Modern gaming stocks have never seen a secular bear market. Sounds crazy right? It’s true. They’ve certainly seen cyclical bear markets. Vicious ones that’ll make you sick and destroy your finances if you’re leveraged. The crash of ‘08 was certainly a cyclical bear market. The Macau crash of 2014 was, too. But for long term holders they’re just aberrations of one kind or another on a long term uptrend.
The oldest of modern gaming stocks have only been around since the late 1980’s. MGM, among the oldest, went public in May 1988, only 30 years ago. Secular market trends span longer periods than that. Bonds were in a secular bull market from 1981 to 2016 for example. Since its IPO, MGM has been in a secular bull market along with most other large cap gaming stocks.
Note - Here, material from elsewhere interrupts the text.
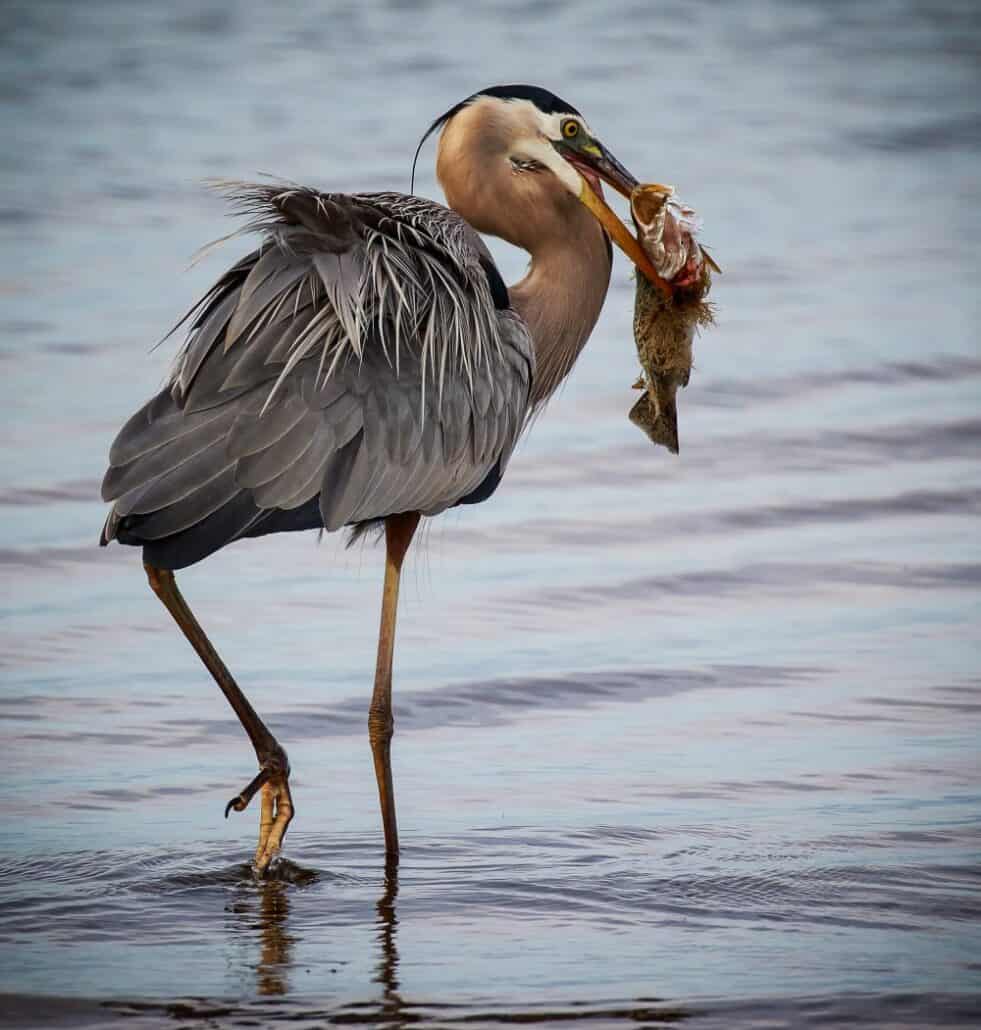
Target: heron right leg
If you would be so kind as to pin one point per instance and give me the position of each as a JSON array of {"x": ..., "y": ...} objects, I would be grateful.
[{"x": 273, "y": 778}]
The oldest and most veteran UK gaming companies have only been public in their modern incarnations since the late 1990’s. There have been great years and there have been horrible years, but buy and hold still hasn’t failed. Even Las Vegas Sands, which suffered a 99% collapse from 2007 to 2009, is still above its 2004 IPO. Wynn’s long term chart looks like riding an especially enraged mechanical bull, but the secular bull trend is clearly intact nonetheless. Macau stocks are way too young to even be on the time scale of anything secular. These casinos spent their adolescence in a time of extreme global monetary stimulus. It’s like being surrounded as a child by a bunch of cocaine addicts and thinking it’s totally normal. Modern gaming companies simply don’t know any other type of environment.
Right now we are clearly in the midst of yet another cyclical bear. The question is will it turn into a secular trend. The bellwether Macau gaming stocks are collapsing faster than they did in 2014 without a clear catalyst that affects fundamentals like an attack on the VIP sector. Galaxy is down 45% in 7 months. Back in 2014 that degree of collapse took 10 months. Las Vegas Sands is down 38% in 4 months. That level of decline took 10 months to materialize from the 2014 top. Wynn is down 53.5%. The same decline took over a year in 2014.